A great place to discover Turning Leaf wines is at the Sundance Film Festival’s Turning Leaf Lounge, located at 751 Main St., through Jan. 27. It’s always crowded during the festival but still a swinging spot to sample the wines of Turning Leaf, listen to live music, nibble on free finger foods and get your photo taken. Each year at Sundance, the creative Turning Leaf crew transforms a restaurant, art space or storefront into a hip, urban speakeasy with overhauled walls, truckloads of snazzy furniture and flooring, artwork, lighting and more. It’s quite a sight to see, and a fine way to chill out in the middle of the film fest while sampling complimentary Turning Leaf wines.

On the other hand, you could just cruise over to your favorite wine or liquor emporium and score some Turning Leaf there. It’s abundant in Utah. Turning Leaf Vineyards produces Cabernet Sauvignon, Pinot Noir, Merlot, Pinot Grigio, Chardonnay, Sauvignon Blanc, Riesling and, yes, White Zinfandel. They’re not all fantastic, but they’re plentiful and cheap. Some are a good bang for the buck.
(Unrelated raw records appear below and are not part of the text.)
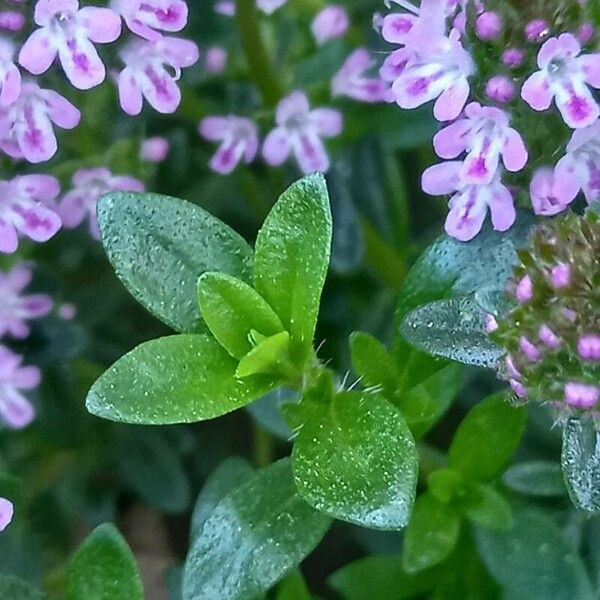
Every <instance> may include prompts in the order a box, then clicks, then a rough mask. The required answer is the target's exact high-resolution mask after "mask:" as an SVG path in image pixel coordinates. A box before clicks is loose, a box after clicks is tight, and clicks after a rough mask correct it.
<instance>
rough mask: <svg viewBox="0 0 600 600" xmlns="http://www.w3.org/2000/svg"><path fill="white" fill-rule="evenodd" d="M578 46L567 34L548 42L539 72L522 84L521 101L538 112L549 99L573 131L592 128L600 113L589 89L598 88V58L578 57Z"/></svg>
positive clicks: (542, 46) (598, 76)
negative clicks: (522, 99)
mask: <svg viewBox="0 0 600 600" xmlns="http://www.w3.org/2000/svg"><path fill="white" fill-rule="evenodd" d="M580 53H581V45H580V44H579V42H578V41H577V38H576V37H575V36H574V35H572V34H570V33H563V34H562V35H560V36H559V37H557V38H551V39H549V40H548V41H547V42H545V43H544V45H543V46H542V47H541V49H540V51H539V54H538V59H537V62H538V66H539V68H540V70H539V71H536V72H535V73H534V74H533V75H531V76H530V77H529V78H528V79H527V80H526V81H525V83H524V84H523V88H522V90H521V97H522V98H523V100H525V102H527V104H529V106H531V108H533V109H534V110H537V111H542V110H547V109H548V108H550V104H551V103H552V99H553V98H554V101H555V102H556V106H557V107H558V110H559V111H560V113H561V115H562V117H563V120H564V121H565V123H566V124H567V125H568V126H569V127H572V128H573V129H581V128H584V127H587V126H588V125H592V124H593V123H594V122H595V121H596V120H597V119H598V116H600V109H599V108H598V104H597V103H596V101H595V100H594V98H593V96H592V93H591V92H590V90H589V87H588V86H591V87H593V88H600V54H587V55H583V56H580Z"/></svg>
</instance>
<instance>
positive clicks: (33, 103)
mask: <svg viewBox="0 0 600 600" xmlns="http://www.w3.org/2000/svg"><path fill="white" fill-rule="evenodd" d="M80 118H81V113H80V112H79V110H77V108H76V107H75V106H73V105H72V104H71V103H70V102H69V101H68V100H66V99H65V98H63V97H62V96H61V95H60V94H59V93H58V92H55V91H54V90H45V89H41V88H40V87H39V86H38V85H37V83H33V82H26V83H23V85H22V86H21V94H20V95H19V97H18V98H17V100H16V102H14V103H13V104H11V105H10V106H9V107H7V108H6V109H5V110H4V111H3V112H0V148H1V149H2V150H3V151H4V152H6V154H8V155H9V156H12V157H13V158H17V159H18V158H24V159H25V160H27V161H29V162H31V163H40V162H45V161H47V160H50V159H51V158H52V157H53V156H54V155H55V154H56V150H57V148H58V146H57V142H56V137H55V135H54V131H53V129H52V123H55V124H56V125H58V126H59V127H61V128H63V129H73V128H74V127H76V126H77V125H78V123H79V119H80Z"/></svg>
Take Turning Leaf Merlot Reserve, for example. The $6.95 price tag suggests that “Reserve” doesn’t really mean much. Still, it’s a pretty likeable Merlot given enough air—reasonably well balanced with dark berry fruit flavors and hints of anise and black pepper. Like Kaskade, it’s smooooooth.

I remember one reviewer saying that Turning Leaf Pinot Noir Reserve ($6.95) has “flavors of cherry and spice and all things nice.” I wouldn’t disagree; certainly not for $7. At that price, Turning Leaf’s Pinot is hard to beat, especially the 2006 vintage, brimming with traditional Pinot Noir berries and cherries. I like to drink it alongside papparedelle with duck confit and rosemary.
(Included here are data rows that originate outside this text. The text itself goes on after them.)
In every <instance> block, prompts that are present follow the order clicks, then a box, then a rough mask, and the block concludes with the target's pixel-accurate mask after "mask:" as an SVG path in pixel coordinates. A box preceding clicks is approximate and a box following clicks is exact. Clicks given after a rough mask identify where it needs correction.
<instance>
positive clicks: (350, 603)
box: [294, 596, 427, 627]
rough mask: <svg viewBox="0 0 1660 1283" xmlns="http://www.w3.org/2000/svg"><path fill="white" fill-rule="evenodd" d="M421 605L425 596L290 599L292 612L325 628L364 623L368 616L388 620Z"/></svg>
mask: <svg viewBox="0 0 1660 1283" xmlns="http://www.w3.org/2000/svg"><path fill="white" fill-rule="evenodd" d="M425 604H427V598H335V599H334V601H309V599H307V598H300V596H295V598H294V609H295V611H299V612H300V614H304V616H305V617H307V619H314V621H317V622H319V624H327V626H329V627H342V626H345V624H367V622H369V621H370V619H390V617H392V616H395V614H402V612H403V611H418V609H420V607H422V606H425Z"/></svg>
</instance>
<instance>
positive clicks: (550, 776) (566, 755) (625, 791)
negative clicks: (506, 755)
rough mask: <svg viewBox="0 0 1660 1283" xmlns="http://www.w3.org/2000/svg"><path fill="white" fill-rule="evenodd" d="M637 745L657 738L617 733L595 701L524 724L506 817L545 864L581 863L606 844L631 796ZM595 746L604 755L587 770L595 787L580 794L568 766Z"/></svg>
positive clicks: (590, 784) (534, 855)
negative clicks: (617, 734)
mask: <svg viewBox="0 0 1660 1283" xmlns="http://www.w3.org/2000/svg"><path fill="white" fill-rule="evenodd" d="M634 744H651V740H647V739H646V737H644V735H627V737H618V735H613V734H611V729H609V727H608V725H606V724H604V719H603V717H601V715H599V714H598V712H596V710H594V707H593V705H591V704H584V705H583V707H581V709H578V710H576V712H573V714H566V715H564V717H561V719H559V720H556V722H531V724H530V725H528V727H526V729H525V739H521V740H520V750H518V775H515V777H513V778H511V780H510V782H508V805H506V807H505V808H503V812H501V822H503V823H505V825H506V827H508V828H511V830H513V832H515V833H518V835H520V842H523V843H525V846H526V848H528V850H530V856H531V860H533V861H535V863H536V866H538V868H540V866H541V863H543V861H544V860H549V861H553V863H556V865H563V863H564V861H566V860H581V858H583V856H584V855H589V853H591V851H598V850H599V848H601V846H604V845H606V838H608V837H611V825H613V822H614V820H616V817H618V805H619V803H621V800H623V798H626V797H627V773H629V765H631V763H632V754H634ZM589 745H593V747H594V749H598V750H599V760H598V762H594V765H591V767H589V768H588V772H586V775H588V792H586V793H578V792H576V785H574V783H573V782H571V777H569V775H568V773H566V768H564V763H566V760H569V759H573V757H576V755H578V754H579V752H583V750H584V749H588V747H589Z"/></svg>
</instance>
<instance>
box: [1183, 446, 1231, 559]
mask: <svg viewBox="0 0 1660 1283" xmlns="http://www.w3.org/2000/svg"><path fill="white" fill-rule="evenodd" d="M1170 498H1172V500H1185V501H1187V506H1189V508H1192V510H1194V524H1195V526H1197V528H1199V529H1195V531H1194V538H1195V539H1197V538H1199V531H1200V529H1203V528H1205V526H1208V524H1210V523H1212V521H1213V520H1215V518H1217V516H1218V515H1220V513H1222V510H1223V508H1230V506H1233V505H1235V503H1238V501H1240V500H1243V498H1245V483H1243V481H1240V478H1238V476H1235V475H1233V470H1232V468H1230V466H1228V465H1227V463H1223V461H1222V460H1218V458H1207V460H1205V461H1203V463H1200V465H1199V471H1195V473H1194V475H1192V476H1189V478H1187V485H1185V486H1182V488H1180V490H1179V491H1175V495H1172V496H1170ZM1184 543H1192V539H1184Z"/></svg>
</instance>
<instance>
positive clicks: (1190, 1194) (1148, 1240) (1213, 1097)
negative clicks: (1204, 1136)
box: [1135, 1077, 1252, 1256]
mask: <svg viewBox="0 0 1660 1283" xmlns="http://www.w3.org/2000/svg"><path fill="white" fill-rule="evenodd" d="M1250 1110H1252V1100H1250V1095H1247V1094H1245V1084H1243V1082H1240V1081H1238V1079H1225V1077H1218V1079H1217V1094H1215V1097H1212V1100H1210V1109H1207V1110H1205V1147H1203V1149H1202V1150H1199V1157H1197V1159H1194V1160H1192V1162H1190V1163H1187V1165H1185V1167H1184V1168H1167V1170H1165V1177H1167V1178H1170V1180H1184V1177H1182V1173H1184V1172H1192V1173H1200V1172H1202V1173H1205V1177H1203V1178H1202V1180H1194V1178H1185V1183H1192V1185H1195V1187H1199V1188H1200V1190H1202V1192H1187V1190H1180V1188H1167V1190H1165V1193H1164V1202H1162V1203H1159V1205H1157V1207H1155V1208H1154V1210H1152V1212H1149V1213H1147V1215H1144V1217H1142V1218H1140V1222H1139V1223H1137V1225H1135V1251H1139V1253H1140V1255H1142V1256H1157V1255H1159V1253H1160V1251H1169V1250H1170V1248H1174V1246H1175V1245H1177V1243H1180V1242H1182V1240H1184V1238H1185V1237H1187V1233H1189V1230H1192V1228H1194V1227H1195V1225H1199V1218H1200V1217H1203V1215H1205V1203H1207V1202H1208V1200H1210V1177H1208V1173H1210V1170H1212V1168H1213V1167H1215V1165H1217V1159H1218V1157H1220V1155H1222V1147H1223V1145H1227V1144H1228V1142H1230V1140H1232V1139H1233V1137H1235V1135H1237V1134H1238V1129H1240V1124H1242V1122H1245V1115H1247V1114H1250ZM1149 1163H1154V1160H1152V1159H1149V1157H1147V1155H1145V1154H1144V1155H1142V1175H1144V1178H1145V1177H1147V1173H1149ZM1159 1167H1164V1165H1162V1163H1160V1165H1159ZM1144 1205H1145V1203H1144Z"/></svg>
Turning Leaf Chardonnay Reserve ($6.95): Pleasant honey undertones, pear and peaches make this middle-of-the-road simple Chardonnay a decent everyday sipper, even if not particularly memorable. It’s slightly sweet, and I recommend serving Turning Leaf Chardonnay a tad colder than normal to help hide flaws. Not a bad bang for $7, though.
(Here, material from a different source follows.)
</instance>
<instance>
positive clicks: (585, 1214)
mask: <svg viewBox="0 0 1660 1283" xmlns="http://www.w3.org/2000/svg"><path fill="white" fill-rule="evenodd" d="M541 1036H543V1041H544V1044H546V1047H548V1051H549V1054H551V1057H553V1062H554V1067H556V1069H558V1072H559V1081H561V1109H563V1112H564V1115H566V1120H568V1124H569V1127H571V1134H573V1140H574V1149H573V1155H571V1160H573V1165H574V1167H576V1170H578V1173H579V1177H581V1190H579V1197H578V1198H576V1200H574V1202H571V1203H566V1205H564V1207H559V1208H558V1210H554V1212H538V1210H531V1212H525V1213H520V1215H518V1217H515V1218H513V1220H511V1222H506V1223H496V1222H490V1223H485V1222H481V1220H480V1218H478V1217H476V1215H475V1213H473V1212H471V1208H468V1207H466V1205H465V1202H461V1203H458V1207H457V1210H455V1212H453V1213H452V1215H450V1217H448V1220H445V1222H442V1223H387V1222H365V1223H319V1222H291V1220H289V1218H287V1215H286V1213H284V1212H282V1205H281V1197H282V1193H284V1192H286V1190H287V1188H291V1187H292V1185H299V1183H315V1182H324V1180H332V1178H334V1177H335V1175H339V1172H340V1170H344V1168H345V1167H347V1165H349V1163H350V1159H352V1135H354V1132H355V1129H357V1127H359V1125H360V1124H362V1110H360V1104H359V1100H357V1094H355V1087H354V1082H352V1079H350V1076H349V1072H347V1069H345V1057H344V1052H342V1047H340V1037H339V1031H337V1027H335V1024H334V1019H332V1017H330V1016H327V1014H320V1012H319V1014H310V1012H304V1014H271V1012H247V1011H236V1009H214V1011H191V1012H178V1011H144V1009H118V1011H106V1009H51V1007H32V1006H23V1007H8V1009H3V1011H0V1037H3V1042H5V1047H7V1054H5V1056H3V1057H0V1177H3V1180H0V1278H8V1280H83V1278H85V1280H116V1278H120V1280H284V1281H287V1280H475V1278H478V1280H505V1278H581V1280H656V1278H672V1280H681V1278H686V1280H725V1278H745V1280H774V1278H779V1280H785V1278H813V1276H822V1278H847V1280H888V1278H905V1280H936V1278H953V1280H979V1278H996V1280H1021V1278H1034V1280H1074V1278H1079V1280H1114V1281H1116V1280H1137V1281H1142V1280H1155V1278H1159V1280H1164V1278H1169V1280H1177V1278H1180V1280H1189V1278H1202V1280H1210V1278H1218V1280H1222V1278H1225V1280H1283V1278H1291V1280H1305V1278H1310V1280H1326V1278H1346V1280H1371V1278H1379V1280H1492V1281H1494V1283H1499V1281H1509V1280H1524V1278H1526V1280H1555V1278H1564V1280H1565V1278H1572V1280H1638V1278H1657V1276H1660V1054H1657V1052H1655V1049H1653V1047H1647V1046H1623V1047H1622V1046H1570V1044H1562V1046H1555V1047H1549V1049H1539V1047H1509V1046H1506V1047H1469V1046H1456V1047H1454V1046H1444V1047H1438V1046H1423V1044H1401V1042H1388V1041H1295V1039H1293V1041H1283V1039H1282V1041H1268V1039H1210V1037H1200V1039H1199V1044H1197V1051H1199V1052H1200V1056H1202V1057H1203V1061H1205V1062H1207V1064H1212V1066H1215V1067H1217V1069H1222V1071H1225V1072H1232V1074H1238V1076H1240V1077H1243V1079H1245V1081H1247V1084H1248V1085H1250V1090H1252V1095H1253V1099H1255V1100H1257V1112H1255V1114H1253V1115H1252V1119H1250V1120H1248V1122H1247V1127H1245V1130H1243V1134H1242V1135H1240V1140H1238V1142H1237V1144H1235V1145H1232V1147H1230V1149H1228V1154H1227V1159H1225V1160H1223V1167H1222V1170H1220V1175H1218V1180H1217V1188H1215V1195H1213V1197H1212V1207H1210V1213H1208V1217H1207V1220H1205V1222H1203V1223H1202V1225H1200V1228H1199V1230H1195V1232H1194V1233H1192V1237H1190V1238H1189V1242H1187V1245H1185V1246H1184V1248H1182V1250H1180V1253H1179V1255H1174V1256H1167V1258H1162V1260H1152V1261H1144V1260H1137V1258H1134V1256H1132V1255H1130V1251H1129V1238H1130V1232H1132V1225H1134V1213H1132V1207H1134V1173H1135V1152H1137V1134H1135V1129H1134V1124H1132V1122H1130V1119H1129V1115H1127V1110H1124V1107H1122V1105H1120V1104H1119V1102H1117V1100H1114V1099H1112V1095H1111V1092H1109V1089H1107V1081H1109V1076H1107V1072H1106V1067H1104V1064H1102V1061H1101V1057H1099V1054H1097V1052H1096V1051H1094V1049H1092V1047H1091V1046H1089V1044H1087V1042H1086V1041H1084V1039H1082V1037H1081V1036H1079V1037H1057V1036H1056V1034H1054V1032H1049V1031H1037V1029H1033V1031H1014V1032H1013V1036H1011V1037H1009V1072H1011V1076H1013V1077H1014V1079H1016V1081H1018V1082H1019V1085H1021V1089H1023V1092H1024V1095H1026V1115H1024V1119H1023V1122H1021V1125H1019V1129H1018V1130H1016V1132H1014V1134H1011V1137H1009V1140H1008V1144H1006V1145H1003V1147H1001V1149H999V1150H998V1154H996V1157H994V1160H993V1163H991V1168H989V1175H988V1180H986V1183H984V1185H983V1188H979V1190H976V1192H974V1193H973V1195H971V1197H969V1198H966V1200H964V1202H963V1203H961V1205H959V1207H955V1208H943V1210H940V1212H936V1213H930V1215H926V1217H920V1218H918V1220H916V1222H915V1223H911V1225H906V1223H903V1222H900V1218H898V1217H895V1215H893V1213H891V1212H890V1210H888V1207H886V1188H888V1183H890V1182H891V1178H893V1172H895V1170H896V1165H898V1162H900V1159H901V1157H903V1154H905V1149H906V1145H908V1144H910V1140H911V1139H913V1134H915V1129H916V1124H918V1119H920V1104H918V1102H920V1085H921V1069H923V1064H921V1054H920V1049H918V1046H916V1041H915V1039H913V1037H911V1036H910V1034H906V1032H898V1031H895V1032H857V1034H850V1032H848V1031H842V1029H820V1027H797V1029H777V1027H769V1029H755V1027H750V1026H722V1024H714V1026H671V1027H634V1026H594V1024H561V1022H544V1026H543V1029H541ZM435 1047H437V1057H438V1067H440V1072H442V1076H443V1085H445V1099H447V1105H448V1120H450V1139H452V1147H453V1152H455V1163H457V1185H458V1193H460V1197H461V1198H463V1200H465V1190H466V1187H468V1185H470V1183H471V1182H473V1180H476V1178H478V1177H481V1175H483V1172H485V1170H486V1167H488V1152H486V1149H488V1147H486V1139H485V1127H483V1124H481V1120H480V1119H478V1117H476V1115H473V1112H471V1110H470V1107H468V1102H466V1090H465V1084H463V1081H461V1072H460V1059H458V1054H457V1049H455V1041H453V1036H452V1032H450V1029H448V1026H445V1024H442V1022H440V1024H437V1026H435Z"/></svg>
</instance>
Each year, Turning Leaf Pinot Grigio Reserve ($5.95) gets a little more intriguing and a little more alluring. Turning Leaf has been harvesting Pinot Grigio since 2003, and it seems to be improving by the year. The current vintage is crisp and refreshing, with a pale straw color and faint pear and grapefruit notes. It’s a nice summer picnic wine or tasty any time you’re looking for something light, perhaps in place of your favorite wine cooler.

One of my favorite Turning Leaf products is its Sauvignon Blanc Reserve ($5.95). This is a zesty, floral, full-bodied Sauvignon Blanc in the California style with a profusion of tropical fruit and lemon notes. This is a good choice for many Asian-fusion type dishes.

As for Turning Leaf’s White Zinfandel Reserve ($5.95), well, you’re on your own there. Although I have to admit it does beg the question, “Just what in the hell is a White Zin Reserve?”

I hope to see you at the Turning Leaf Lounge.